Java 8 has a whole new library for dates and times in the package java.time which is very welcome thing to anyone who has had to use JodaTime before or hassle with making it's own date processing helper methods. Many classes in this package represent timestamps and have helper methods like getHour() to get hours from timestamp, getMinute() to get minutes from timestamp, getNano() to get nanos from timestamp etc…

I noticed that they don't have a method called getMillis() to get the millis of the time stamp.

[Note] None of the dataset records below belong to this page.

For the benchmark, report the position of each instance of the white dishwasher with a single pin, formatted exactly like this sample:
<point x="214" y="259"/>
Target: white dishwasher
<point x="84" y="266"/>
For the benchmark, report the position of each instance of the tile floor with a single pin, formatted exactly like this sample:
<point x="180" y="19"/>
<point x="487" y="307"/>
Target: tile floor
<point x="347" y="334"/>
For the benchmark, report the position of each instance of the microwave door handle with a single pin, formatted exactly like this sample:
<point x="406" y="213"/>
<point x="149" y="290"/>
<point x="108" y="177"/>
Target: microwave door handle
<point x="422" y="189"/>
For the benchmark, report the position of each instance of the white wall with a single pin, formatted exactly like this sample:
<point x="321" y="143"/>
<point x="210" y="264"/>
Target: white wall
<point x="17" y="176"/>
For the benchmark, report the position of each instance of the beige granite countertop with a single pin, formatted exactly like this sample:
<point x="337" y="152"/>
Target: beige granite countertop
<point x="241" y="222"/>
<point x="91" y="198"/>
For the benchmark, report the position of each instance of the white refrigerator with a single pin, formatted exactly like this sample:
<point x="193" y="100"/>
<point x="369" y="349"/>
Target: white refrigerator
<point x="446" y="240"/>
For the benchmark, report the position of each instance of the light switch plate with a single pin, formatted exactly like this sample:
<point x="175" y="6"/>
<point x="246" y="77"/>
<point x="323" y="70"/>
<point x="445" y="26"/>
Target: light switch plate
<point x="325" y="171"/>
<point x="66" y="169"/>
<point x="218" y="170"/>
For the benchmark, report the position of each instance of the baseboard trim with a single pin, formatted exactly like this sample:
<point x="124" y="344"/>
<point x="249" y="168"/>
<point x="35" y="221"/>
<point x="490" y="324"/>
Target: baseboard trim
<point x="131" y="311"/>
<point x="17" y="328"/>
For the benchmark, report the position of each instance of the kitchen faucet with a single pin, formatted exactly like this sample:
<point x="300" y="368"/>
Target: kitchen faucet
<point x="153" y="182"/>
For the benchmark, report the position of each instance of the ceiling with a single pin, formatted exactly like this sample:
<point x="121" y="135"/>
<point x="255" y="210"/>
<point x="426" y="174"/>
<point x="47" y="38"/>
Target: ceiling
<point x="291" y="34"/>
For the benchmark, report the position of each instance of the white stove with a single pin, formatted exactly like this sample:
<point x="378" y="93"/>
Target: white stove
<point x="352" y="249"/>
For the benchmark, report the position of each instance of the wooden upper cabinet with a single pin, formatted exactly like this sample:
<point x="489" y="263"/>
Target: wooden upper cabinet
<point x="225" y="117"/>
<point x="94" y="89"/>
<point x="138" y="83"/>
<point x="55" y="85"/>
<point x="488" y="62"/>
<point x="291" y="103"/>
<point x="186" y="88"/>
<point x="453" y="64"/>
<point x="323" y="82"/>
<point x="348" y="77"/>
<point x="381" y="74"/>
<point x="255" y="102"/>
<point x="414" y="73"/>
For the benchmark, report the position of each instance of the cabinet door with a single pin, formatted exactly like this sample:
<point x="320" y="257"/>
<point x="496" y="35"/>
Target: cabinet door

Instead one would have to call method get(ChronoField.MILLI_OF_SECOND). To me it seems like an inconsistency in the library. Does anyone know why such a method is missing, or as Java 8 is still in development is there a possibility that it will be added later?

https://docs.oracle.com/javase/8/docs/api/java/time/package-summary.html

The classes defined here represent the principal date-time concepts, including instants, durations, dates, times, time-zones and periods. They are based on the ISO calendar system, which is the de facto world calendar following the proleptic Gregorian rules. All the classes are immutable and thread-safe.

Each date time instance is composed of fields that are conveniently made available by the APIs. For lower level access to the fields refer to the java.time.temporal package. Each class includes support for printing and parsing all manner of dates and times. Refer to the java.time.format package for customization options…

Example of this kind of class:
https://docs.oracle.com/javase/8/docs/api/java/time/LocalDateTime.html

A date-time without a time-zone in the ISO-8601 calendar system, such as 2007-12-03T10:15:30.

LocalDateTime is an immutable date-time object that represents a date-time, often viewed as year-month-day-hour-minute-second. Other date and time fields, such as day-of-year, day-of-week and week-of-year, can also be accessed. Time is represented to nanosecond precision. For example, the value "2nd October 2007 at 13:45.30.123456789" can be stored in a LocalDateTime

Best Answer

JSR-310 is based on nanoseconds, not milliseconds. As such, the minimal set of sensible methods are based on hour, minutes, second and nanosecond. The decision to have a nanosecond base was one of the original decisions of the project, and one that I strongly believe to be correct.

Adding a method for millis would overlap that of nanosecond is a non-obvious way. Users would have to think about whether the nano field was nano-of-second or nano-of-milli for example. Adding a confusing additional method is not desirable, so the method was omitted. As pointed out, the alternative get(MILLI_OF_SECOND) is available.

FWIW, I would oppose adding the getMillis() method in the future.